Fixing The ACA’s Family Glitch


Enrollment through HealthCare.gov continues to climb during the COVID-19 special enrollment period, bolstered by enhanced marketplace subsidies under the American Rescue Plan Act (ARP) through 2022. Millions of lower- and middle-income Americans are eligible for financial help under the ARP, including many who did not previously qualify based on income. The ARP did not, however, change other subsidy eligibility rules, or federal interpretations of those rules. As a result, gaps remain in who can access subsidized marketplace coverage, leaving some without relief even with the changes made by the ARP.

This post focuses on one of those long-standing gaps known as the “family glitch”; this renders not only an employee but also his or her family members ineligible for subsidized marketplace coverage if self-only coverage for the employee is affordable as defined by the ACA, even if family coverage is not. An estimated 5.1 million people—mostly children of low-income workers—fall into the family glitch and are thus barred from enrolling in subsidized marketplace coverage. Many of these families go on to purchase health insurance (either through a family member’s job or the marketplace) but pay high portions of their income towards premiums. Personal stories of those affected by the family glitch can be found in media outlets, Reddit threads, and even comments from readers on prior Health Affairs Blog posts.

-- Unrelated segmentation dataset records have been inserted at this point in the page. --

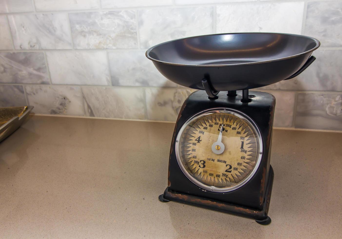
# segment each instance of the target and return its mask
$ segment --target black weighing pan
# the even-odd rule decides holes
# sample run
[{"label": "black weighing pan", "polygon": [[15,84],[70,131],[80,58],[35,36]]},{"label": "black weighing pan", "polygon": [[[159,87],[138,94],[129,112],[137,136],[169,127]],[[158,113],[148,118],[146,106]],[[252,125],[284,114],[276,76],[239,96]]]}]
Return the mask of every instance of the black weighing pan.
[{"label": "black weighing pan", "polygon": [[[215,91],[257,88],[293,78],[315,60],[315,38],[280,33],[219,34],[170,41],[146,56],[179,84]],[[203,83],[204,82],[204,83]]]}]

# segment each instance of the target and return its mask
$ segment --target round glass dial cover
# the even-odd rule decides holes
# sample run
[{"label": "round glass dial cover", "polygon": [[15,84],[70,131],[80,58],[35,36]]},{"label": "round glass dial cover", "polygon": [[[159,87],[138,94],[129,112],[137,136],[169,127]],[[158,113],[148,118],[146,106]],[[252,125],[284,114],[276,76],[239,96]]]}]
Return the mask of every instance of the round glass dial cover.
[{"label": "round glass dial cover", "polygon": [[183,172],[203,189],[235,190],[260,164],[262,142],[254,121],[230,109],[205,110],[188,120],[176,138],[176,156]]}]

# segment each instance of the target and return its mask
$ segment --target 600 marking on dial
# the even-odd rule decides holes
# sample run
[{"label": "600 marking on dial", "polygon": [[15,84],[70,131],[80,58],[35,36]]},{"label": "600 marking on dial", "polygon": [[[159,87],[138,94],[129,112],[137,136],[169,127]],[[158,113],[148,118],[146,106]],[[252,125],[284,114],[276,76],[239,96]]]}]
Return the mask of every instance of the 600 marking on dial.
[{"label": "600 marking on dial", "polygon": [[261,136],[241,112],[212,109],[193,117],[181,128],[176,157],[183,173],[203,189],[224,192],[253,176],[261,160]]}]

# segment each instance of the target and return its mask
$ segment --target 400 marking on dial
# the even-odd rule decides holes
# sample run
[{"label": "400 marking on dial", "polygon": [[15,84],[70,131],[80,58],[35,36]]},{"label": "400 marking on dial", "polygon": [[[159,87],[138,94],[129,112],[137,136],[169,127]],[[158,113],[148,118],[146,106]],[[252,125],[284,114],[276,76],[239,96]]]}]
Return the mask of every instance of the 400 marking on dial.
[{"label": "400 marking on dial", "polygon": [[260,164],[262,141],[254,121],[241,112],[220,108],[193,116],[176,138],[183,172],[200,187],[225,192],[250,179]]}]

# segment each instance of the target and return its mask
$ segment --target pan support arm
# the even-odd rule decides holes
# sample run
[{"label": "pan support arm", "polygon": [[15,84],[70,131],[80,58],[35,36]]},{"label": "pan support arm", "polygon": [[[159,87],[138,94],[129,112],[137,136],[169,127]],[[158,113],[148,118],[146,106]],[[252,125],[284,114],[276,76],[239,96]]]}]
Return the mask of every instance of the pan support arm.
[{"label": "pan support arm", "polygon": [[202,79],[202,84],[203,85],[204,90],[206,91],[207,94],[209,96],[209,98],[211,99],[215,99],[217,98],[216,97],[217,94],[220,92],[219,91],[214,91],[212,89],[209,83],[208,80],[205,78],[203,78]]}]

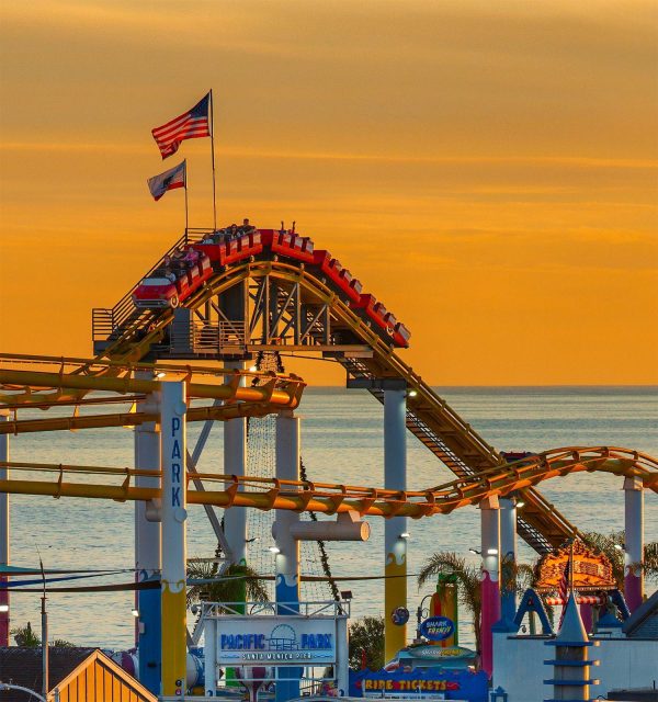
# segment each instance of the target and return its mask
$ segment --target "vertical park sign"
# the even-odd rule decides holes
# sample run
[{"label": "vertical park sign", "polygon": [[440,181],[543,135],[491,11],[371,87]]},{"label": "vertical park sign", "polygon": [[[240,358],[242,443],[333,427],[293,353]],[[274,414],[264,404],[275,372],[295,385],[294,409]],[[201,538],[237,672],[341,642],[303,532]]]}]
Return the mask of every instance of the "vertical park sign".
[{"label": "vertical park sign", "polygon": [[185,692],[186,385],[162,382],[162,686],[161,694]]}]

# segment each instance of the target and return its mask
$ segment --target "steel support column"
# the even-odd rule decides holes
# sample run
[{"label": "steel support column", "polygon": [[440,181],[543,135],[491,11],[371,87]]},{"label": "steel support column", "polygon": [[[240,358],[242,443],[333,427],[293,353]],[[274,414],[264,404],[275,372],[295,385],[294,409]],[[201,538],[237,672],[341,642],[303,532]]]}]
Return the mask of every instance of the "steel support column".
[{"label": "steel support column", "polygon": [[[500,614],[517,614],[517,498],[500,498]],[[483,552],[484,553],[484,552]]]},{"label": "steel support column", "polygon": [[[140,374],[150,380],[152,374]],[[149,393],[139,403],[139,411],[158,412],[159,393]],[[155,421],[135,428],[135,467],[146,471],[160,469],[160,427]],[[137,487],[160,487],[159,477],[137,476]],[[157,507],[138,500],[135,502],[135,577],[138,582],[160,579],[160,524],[147,519],[147,507]],[[138,612],[136,644],[139,660],[139,682],[154,694],[160,691],[160,589],[137,590],[135,608]]]},{"label": "steel support column", "polygon": [[[225,366],[245,369],[243,361],[228,361]],[[231,376],[226,375],[225,382]],[[242,377],[240,385],[245,386]],[[224,473],[225,475],[246,475],[247,473],[247,418],[238,417],[224,422]],[[247,553],[247,508],[231,507],[224,512],[224,534],[232,553],[234,562],[246,563]]]},{"label": "steel support column", "polygon": [[[407,489],[407,390],[384,389],[384,487]],[[407,624],[394,623],[396,609],[407,607],[407,518],[392,517],[384,524],[384,645],[390,660],[407,645]]]},{"label": "steel support column", "polygon": [[186,677],[185,383],[163,382],[160,398],[162,451],[162,684],[161,694],[182,697]]},{"label": "steel support column", "polygon": [[[280,480],[299,479],[299,418],[283,410],[276,418],[276,477]],[[299,522],[299,512],[277,510],[275,521],[276,602],[279,614],[299,612],[299,542],[293,537],[292,526]],[[302,668],[277,669],[276,702],[299,697]]]},{"label": "steel support column", "polygon": [[498,497],[487,497],[478,506],[481,529],[481,668],[491,677],[494,635],[491,627],[500,619],[500,509]]},{"label": "steel support column", "polygon": [[[8,420],[9,410],[0,409],[0,422]],[[9,461],[9,434],[0,434],[0,461]],[[0,468],[0,480],[8,478],[9,469]],[[9,565],[9,494],[0,492],[0,566],[7,565]],[[0,584],[4,585],[8,580],[9,577],[0,576]],[[9,590],[0,591],[0,646],[9,646]]]},{"label": "steel support column", "polygon": [[203,631],[204,688],[206,697],[214,698],[217,694],[217,620],[206,619]]},{"label": "steel support column", "polygon": [[633,613],[644,598],[644,492],[642,478],[624,479],[624,597]]}]

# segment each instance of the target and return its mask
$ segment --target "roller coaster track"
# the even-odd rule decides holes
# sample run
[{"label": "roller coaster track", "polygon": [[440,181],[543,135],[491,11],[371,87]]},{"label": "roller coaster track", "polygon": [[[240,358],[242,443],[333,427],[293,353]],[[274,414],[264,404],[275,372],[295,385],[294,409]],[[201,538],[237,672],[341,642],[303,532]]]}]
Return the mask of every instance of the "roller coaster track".
[{"label": "roller coaster track", "polygon": [[[180,245],[181,240],[172,247]],[[268,253],[266,251],[264,252]],[[270,252],[271,253],[271,252]],[[458,479],[469,479],[504,465],[504,458],[489,445],[450,405],[408,366],[368,322],[351,309],[344,296],[327,284],[313,265],[296,261],[284,262],[279,257],[259,257],[239,264],[226,267],[211,278],[184,306],[197,309],[217,294],[249,279],[270,275],[281,281],[298,283],[315,298],[330,306],[333,329],[344,328],[353,335],[358,343],[373,350],[372,358],[339,358],[348,376],[373,381],[371,394],[383,401],[384,392],[377,387],[383,380],[402,381],[408,388],[407,428],[427,446]],[[161,261],[161,259],[160,259]],[[154,267],[157,268],[158,264]],[[154,270],[151,269],[151,270]],[[129,293],[115,306],[109,347],[99,358],[115,359],[121,362],[139,362],[164,338],[167,327],[173,320],[173,310],[148,313],[148,322],[138,310],[131,307]],[[281,348],[285,351],[285,347]],[[313,349],[311,349],[313,350]],[[578,534],[578,530],[563,517],[533,487],[520,487],[519,496],[525,502],[519,517],[519,534],[537,553],[544,554]]]},{"label": "roller coaster track", "polygon": [[[161,497],[158,488],[131,485],[137,476],[158,475],[157,472],[151,471],[22,462],[0,462],[0,467],[10,468],[12,475],[11,479],[0,480],[0,491],[3,492],[120,501],[150,500]],[[639,478],[646,489],[658,492],[656,458],[628,449],[575,446],[541,453],[426,490],[404,492],[354,485],[195,472],[189,473],[188,479],[203,480],[206,489],[188,490],[188,502],[224,508],[251,507],[262,510],[284,509],[326,514],[355,511],[361,516],[385,518],[404,516],[420,519],[433,514],[449,514],[455,509],[477,505],[480,500],[494,495],[509,495],[544,480],[580,472],[600,472]],[[13,477],[25,473],[38,473],[39,477],[46,474],[53,477],[49,480]],[[118,478],[121,484],[113,485],[107,482],[91,484],[88,482],[90,475]],[[86,476],[86,479],[79,483],[71,482],[70,478],[75,476]],[[212,489],[212,486],[217,484],[223,489]]]}]

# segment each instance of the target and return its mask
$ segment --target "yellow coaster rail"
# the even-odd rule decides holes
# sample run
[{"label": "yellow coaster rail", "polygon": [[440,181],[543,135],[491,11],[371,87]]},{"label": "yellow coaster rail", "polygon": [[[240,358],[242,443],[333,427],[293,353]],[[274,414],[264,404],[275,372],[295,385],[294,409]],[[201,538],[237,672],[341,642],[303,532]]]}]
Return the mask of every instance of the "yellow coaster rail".
[{"label": "yellow coaster rail", "polygon": [[[0,462],[0,467],[14,473],[45,473],[56,479],[24,479],[11,477],[0,480],[0,491],[20,495],[48,495],[95,499],[150,500],[160,497],[158,488],[131,485],[139,475],[160,475],[156,471],[104,466],[73,466],[24,462]],[[262,510],[336,514],[356,511],[361,516],[411,517],[419,519],[434,514],[449,514],[455,509],[477,505],[492,495],[504,496],[544,480],[571,473],[601,472],[626,477],[638,477],[645,488],[658,492],[658,460],[628,449],[594,446],[564,448],[547,451],[504,466],[497,466],[481,475],[460,478],[426,490],[396,491],[310,480],[279,480],[253,476],[188,474],[188,480],[202,479],[205,485],[220,484],[223,489],[204,491],[189,489],[190,505],[215,507],[251,507]],[[72,483],[65,477],[99,475],[121,478],[120,485]],[[241,489],[240,489],[241,488]]]}]

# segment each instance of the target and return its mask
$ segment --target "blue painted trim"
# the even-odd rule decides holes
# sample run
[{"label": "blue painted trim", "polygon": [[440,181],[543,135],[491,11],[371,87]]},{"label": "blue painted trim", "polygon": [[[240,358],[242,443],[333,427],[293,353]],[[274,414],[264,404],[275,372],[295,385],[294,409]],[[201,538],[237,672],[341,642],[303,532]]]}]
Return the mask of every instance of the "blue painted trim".
[{"label": "blue painted trim", "polygon": [[553,631],[553,626],[551,626],[551,622],[548,621],[548,614],[546,614],[546,609],[544,608],[542,598],[532,588],[527,588],[527,590],[525,590],[521,598],[521,602],[519,603],[517,616],[514,616],[517,631],[521,629],[521,622],[527,612],[535,612],[540,618],[540,622],[542,622],[542,634],[545,636],[552,636],[555,633]]},{"label": "blue painted trim", "polygon": [[[160,580],[152,576],[146,580]],[[144,580],[143,580],[144,581]],[[154,694],[160,694],[160,677],[162,668],[162,605],[160,588],[138,590],[139,622],[144,633],[138,634],[137,649],[139,654],[139,682]]]},{"label": "blue painted trim", "polygon": [[544,646],[559,646],[561,647],[570,647],[570,648],[582,648],[583,646],[598,646],[597,642],[593,641],[545,641]]},{"label": "blue painted trim", "polygon": [[544,680],[544,684],[554,684],[558,688],[585,688],[588,684],[599,684],[599,680]]},{"label": "blue painted trim", "polygon": [[[290,578],[293,580],[293,578]],[[279,614],[298,614],[299,613],[299,588],[297,586],[297,579],[294,578],[293,585],[286,581],[286,578],[277,575],[276,585],[274,586],[276,602],[283,604],[277,607],[276,612]],[[279,667],[274,698],[275,702],[287,702],[294,698],[299,697],[299,679],[304,672],[303,667]]]}]

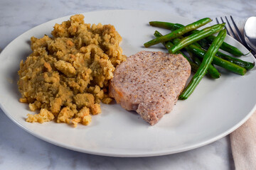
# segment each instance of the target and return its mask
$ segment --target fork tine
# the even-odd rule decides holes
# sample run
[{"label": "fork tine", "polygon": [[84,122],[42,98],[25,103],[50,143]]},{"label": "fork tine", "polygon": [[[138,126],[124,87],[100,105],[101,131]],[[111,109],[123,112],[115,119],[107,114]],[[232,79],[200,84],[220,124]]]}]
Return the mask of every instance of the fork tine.
[{"label": "fork tine", "polygon": [[237,37],[237,35],[235,35],[235,32],[233,31],[233,30],[232,29],[232,27],[230,24],[230,23],[228,22],[228,18],[226,16],[225,16],[225,18],[226,19],[227,21],[227,23],[228,23],[228,27],[230,28],[230,30],[231,30],[231,33],[232,33],[232,35],[233,37],[236,39],[237,40],[240,41],[239,38]]},{"label": "fork tine", "polygon": [[[223,22],[223,23],[225,23],[225,22],[224,22],[224,21],[223,21],[223,18],[220,16],[220,19],[221,19],[221,21]],[[225,28],[227,30],[227,33],[229,35],[230,35],[231,36],[231,35],[230,35],[230,33],[229,33],[229,31],[228,30],[228,28],[227,28],[227,26],[225,26]],[[232,30],[231,30],[231,31],[232,31]],[[232,33],[232,32],[231,32]]]},{"label": "fork tine", "polygon": [[242,35],[241,34],[241,32],[240,31],[240,30],[238,29],[237,25],[235,24],[232,16],[230,16],[230,18],[231,18],[233,24],[235,26],[235,30],[237,32],[237,34],[238,34],[238,36],[239,39],[240,40],[240,41],[242,42],[242,44],[246,45],[245,38],[242,37]]},{"label": "fork tine", "polygon": [[215,20],[216,20],[217,23],[219,24],[220,23],[219,23],[219,21],[218,21],[218,18],[215,18]]},{"label": "fork tine", "polygon": [[[220,17],[220,18],[221,18],[221,20],[222,20],[222,22],[223,23],[224,23],[224,21],[223,21],[223,20],[222,19],[222,18]],[[216,23],[218,23],[218,24],[219,24],[220,23],[220,22],[218,21],[218,18],[215,18],[215,20],[216,20]],[[225,28],[226,29],[226,30],[227,30],[227,34],[228,35],[230,35],[230,33],[228,32],[228,29],[227,29],[227,28],[226,28],[226,26],[225,26]]]}]

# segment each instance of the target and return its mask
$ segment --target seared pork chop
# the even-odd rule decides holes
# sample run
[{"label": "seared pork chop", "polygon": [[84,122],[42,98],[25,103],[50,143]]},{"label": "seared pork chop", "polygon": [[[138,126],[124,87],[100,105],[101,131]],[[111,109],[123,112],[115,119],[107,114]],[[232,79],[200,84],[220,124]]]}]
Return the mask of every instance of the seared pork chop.
[{"label": "seared pork chop", "polygon": [[150,125],[171,111],[191,74],[181,55],[142,51],[116,68],[110,95]]}]

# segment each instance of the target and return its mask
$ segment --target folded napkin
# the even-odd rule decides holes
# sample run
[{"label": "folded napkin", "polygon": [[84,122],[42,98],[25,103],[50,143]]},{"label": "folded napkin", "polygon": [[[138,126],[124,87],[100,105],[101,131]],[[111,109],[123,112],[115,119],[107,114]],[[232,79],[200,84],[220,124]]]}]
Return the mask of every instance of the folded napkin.
[{"label": "folded napkin", "polygon": [[256,169],[256,112],[230,137],[235,169]]}]

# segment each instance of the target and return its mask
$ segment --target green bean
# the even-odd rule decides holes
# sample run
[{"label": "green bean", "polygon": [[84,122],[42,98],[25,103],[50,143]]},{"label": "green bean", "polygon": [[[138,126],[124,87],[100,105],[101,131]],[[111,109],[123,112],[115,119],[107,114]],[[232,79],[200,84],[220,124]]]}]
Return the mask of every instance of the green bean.
[{"label": "green bean", "polygon": [[193,93],[197,85],[199,84],[203,76],[206,74],[207,69],[208,69],[210,63],[212,62],[215,55],[218,50],[220,45],[223,42],[224,39],[227,35],[226,30],[222,30],[220,31],[217,37],[213,40],[213,43],[205,55],[201,64],[199,66],[198,71],[192,77],[188,86],[182,91],[178,98],[181,100],[187,99],[188,97]]},{"label": "green bean", "polygon": [[189,31],[191,31],[193,30],[196,30],[196,28],[201,27],[206,23],[210,22],[212,20],[209,18],[205,18],[201,20],[198,20],[193,23],[188,24],[185,27],[181,28],[179,29],[177,29],[176,30],[174,30],[171,33],[166,34],[164,36],[161,36],[160,38],[156,38],[154,40],[151,40],[149,42],[146,42],[144,44],[145,47],[149,47],[151,45],[163,42],[165,41],[170,40],[171,39],[174,39],[175,38],[178,38],[182,35],[183,35],[186,33],[188,33]]},{"label": "green bean", "polygon": [[[186,50],[188,52],[191,57],[193,59],[193,61],[198,65],[200,65],[201,64],[201,61],[197,57],[195,54],[191,52],[187,47],[185,47]],[[207,74],[213,79],[218,79],[220,77],[220,74],[218,71],[218,69],[213,65],[210,64],[208,69],[207,70]]]},{"label": "green bean", "polygon": [[[161,33],[160,33],[159,31],[156,30],[154,35],[155,35],[156,38],[159,38],[161,36],[163,36]],[[167,41],[165,42],[162,42],[163,45],[166,47],[166,48],[168,50],[171,48],[172,46],[174,46],[174,44],[171,41]],[[178,51],[176,54],[181,54],[189,62],[189,64],[191,66],[191,71],[193,72],[196,72],[196,70],[198,69],[198,66],[193,62],[188,57],[186,57],[182,52]]]},{"label": "green bean", "polygon": [[[159,28],[163,28],[171,30],[174,30],[176,29],[179,29],[181,28],[183,28],[184,26],[179,24],[179,23],[167,23],[167,22],[161,22],[161,21],[151,21],[149,22],[149,24],[152,26],[156,26]],[[191,32],[188,33],[194,33],[198,31],[198,30],[192,30]],[[208,44],[212,43],[215,36],[214,35],[210,35],[208,38],[206,38],[205,40],[208,42]],[[245,55],[240,50],[239,50],[238,48],[232,46],[225,42],[221,45],[220,47],[220,49],[228,52],[228,53],[230,53],[231,55],[233,55],[237,57],[240,57],[242,55]]]},{"label": "green bean", "polygon": [[235,58],[235,57],[233,57],[231,56],[229,56],[229,55],[227,55],[224,53],[222,53],[221,52],[217,52],[216,53],[216,56],[222,58],[222,59],[224,59],[227,61],[229,61],[232,63],[234,63],[235,64],[238,64],[239,66],[241,66],[244,68],[245,68],[247,70],[249,70],[249,69],[251,69],[254,67],[255,63],[253,62],[245,62],[245,61],[243,61],[242,60],[240,60],[240,59],[238,59],[238,58]]},{"label": "green bean", "polygon": [[[188,46],[188,49],[190,52],[193,52],[193,54],[196,55],[201,58],[203,58],[206,52],[201,48],[198,47],[194,45],[190,45]],[[246,73],[246,69],[242,67],[240,67],[238,64],[232,63],[229,61],[225,60],[220,57],[217,56],[214,56],[213,64],[220,66],[224,69],[226,69],[229,71],[237,73],[240,75],[245,75]]]},{"label": "green bean", "polygon": [[182,48],[183,48],[186,46],[188,46],[188,45],[193,44],[196,41],[198,41],[210,35],[219,32],[220,30],[223,29],[224,26],[225,26],[225,23],[216,24],[213,26],[203,28],[201,30],[199,30],[187,37],[185,37],[181,39],[179,43],[176,44],[174,47],[172,47],[170,49],[169,52],[175,53],[176,51],[181,50]]},{"label": "green bean", "polygon": [[[161,33],[160,33],[159,31],[156,30],[154,34],[156,37],[161,37],[162,36]],[[174,46],[174,44],[171,41],[167,41],[165,42],[162,42],[163,45],[166,47],[167,50],[169,50],[172,46]],[[198,45],[200,46],[200,45]],[[186,55],[185,55],[182,52],[178,51],[176,54],[181,54],[189,62],[189,64],[191,66],[191,71],[193,72],[196,72],[197,69],[198,69],[198,65],[196,63],[193,62]],[[199,59],[198,59],[199,60]],[[213,78],[213,79],[218,79],[220,76],[220,74],[218,72],[216,68],[214,67],[213,65],[210,65],[208,69],[209,75]]]}]

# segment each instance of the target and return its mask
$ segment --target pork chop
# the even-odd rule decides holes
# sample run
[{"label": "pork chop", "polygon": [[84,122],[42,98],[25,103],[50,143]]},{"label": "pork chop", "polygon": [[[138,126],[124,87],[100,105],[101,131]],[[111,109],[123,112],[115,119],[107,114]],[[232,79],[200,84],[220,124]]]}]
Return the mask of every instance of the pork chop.
[{"label": "pork chop", "polygon": [[191,74],[181,55],[142,51],[117,66],[110,95],[153,125],[171,111]]}]

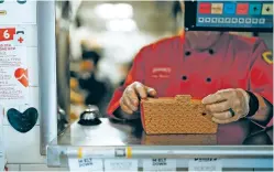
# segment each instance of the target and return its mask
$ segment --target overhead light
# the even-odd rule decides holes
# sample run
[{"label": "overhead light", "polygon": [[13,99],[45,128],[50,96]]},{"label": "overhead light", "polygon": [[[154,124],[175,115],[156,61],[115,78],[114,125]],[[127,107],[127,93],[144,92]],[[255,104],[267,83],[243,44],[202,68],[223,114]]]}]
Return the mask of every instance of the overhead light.
[{"label": "overhead light", "polygon": [[116,19],[107,22],[107,29],[114,32],[131,32],[136,30],[136,23],[132,19]]},{"label": "overhead light", "polygon": [[95,13],[102,19],[128,19],[133,17],[133,8],[128,3],[102,3],[95,8]]}]

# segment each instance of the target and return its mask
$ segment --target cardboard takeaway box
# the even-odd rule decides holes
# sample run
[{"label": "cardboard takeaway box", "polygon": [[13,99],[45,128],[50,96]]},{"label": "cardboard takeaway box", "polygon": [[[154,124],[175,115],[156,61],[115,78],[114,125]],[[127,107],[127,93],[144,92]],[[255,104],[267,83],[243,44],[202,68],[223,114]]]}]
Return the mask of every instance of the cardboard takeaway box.
[{"label": "cardboard takeaway box", "polygon": [[141,118],[146,135],[216,133],[218,127],[189,95],[143,99]]}]

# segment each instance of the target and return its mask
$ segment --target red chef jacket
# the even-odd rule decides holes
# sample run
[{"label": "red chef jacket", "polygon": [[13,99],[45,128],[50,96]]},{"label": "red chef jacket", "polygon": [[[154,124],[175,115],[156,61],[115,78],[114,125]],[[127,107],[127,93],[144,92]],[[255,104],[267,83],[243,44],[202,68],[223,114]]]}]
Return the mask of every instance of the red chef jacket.
[{"label": "red chef jacket", "polygon": [[138,53],[107,112],[113,117],[124,88],[133,82],[155,88],[158,97],[191,95],[201,99],[220,89],[242,88],[273,105],[272,54],[267,53],[262,40],[229,33],[202,52],[193,50],[184,34],[161,40]]}]

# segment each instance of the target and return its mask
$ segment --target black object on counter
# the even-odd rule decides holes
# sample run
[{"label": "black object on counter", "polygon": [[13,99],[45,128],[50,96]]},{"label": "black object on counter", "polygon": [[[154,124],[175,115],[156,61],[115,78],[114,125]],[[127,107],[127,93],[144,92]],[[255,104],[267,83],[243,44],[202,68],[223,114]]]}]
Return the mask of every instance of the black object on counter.
[{"label": "black object on counter", "polygon": [[39,111],[33,107],[26,109],[24,112],[11,108],[8,110],[7,116],[9,122],[17,131],[25,133],[35,126],[39,118]]},{"label": "black object on counter", "polygon": [[80,120],[78,121],[81,126],[98,126],[101,123],[101,120],[99,117],[99,109],[97,106],[88,106],[88,109],[86,109],[80,115]]}]

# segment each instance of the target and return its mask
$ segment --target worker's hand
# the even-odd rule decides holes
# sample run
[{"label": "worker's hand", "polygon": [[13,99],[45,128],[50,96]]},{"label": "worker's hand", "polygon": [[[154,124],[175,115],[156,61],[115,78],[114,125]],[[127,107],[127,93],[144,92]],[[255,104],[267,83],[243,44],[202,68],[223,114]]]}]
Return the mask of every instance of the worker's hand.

Critics have argued that the family glitch is inconsistent with the goals of the Affordable Care Act (ACA) and unfairly penalizes family members of lower-income workers. There is also broad support among a range of health care stakeholders to fix the family glitch. An analysis for The Commonwealth Fund of recommendations from diverse health care stakeholders to the Biden-Harris presidential transition team showed that a majority recommended fixing the family glitch. And legal experts such as Tim Jost have argued that the Biden administration should fix this Obama-era mistake. Indeed, President Biden hinted at the possibility of fixing the family glitch in an executive order on the ACA and Medicaid that directed federal officials to examine “policies or practices that may reduce the affordability of coverage or financial assistance for coverage, including for dependents.”

This post discusses the history of the family glitch, recent data on its impact, and why a new interpretation based on the affordability of family coverage would be legally sound. An alternate interpretation that would “fix” the family glitch is supported by the ACA’s text and legislative intent. The Biden administration would have more than sufficient grounds to adopt a reasonable alternative interpretation of the ACA, as the Trump administration did in numerous instances.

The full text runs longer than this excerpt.